While time is of the essence, quality remains important to value-conscious smart travellers, and Perez and her team have endeavoured to reflect this in everything from high standards of food, to more appealing design throughout. As we walk through, she points out eye-catching fabric wall-mounts in the corridor that double as sound-absorbers, and colourful oversized buttons for pegs replacing the bedroom’s traditional, bland artwork.

Offline downtime

The desire for quality also extends to leisure, with guests wanting a different kind of connectivity for their ‘offline’ moments in having easy access to attractions in the surrounding area.

"The guest was telling us, ‘sometimes I’ve got an hour to kill, but if I’ve only got an hour or two, I don’t really know the locality well enough to realise what I can do in that short space of time, so it would be great if the hotel can help me and make some suggestions as to what I can do’," Perez says.

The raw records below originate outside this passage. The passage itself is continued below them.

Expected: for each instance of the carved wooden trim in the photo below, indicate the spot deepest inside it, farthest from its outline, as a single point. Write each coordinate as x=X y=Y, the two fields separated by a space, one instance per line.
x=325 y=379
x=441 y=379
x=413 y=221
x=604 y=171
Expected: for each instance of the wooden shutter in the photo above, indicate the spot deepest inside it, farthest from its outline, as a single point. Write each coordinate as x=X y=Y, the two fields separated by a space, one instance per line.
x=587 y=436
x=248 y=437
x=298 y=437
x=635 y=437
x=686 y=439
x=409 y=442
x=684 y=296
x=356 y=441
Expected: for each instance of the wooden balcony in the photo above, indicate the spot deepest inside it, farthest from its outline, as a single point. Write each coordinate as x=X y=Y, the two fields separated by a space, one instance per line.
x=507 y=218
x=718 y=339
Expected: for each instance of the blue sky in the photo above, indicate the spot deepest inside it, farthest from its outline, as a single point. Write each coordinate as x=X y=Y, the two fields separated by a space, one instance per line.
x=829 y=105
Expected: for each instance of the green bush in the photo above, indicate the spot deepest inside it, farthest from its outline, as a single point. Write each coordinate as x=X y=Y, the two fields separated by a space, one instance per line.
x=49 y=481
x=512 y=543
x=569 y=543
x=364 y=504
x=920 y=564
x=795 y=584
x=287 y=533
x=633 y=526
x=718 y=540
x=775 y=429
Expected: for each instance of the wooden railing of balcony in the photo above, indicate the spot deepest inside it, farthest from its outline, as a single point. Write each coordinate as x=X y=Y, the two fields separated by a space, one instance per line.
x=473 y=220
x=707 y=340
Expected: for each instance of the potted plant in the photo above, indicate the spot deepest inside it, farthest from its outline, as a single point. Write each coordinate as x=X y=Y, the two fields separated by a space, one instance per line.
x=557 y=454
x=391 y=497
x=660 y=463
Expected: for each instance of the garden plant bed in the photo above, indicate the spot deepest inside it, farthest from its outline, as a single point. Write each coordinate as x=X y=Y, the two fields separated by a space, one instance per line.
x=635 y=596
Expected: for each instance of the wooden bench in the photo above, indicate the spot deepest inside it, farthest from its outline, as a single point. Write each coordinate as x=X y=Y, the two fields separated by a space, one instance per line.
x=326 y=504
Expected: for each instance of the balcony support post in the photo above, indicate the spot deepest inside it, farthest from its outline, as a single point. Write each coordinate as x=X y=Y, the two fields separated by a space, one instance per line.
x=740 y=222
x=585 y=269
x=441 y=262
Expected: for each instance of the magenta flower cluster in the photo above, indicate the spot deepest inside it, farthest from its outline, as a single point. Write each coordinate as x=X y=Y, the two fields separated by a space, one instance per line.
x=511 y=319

Saving guests from more time spent online browsing for activities, Holiday Inn Express’s answer is decidedly low-fi, but extremely effective: a simple time-graded map displayed in the lobby.

"You’ve got three circles on the map that give you suggestions as to what you can do depending on the time that you have," Perez says. "So the first circle is within 15 minutes, the next one might be half an hour, and so on.

"You’ll have things that don’t move – so a museum within 15 minutes’ walk would be printed on the map, but we’re also going to have projected content, so that we can add temporary things, like if there’s an exhibition going on or a concert that night. We can also take suggestions from guests and members of staff for local restaurants or things going on in the vicinity. That resonated really well with our guests."

Such characteristics emphasise a fundamental nuance in the smart traveller’s outlook; yes, there are times they want to be left to their own devices – often quite literally, as they tune into their smart TVs – but contact with friendly, helpful staff is also important.

It’s a preference Holiday Inn Express has acknowledged in the new guest process. Check-in ‘pods’ – smaller in size than a formal reception desk – increase interaction with the staff that man them, with a tablet on hand to illustrate the location of their room within the hotel. And, while mobile check-in is introduced for IHG Rewards Club members, guests will still need to collect their key in person.

"Our guests absolutely love the service element within the Holiday Inn Express brand, and that is something that they don’t want to miss out on, so we saw that as a great opportunity for us to capitalise on, and the revised check-in experience will help us do that," Perez says.

The first new-look hotel will open in the UK later this year, and Holiday Inn Express aims to implement the redesign in one in four of its European hotels within three years. With 220 existing hotels open in Europe and more than 40 in the pipeline, the new experience will not dominate for a while yet; but, as the ripples of connectivity continue to spread across the industry, it’s clear the days of the traditional guest room with its desk and headed letter paper are over.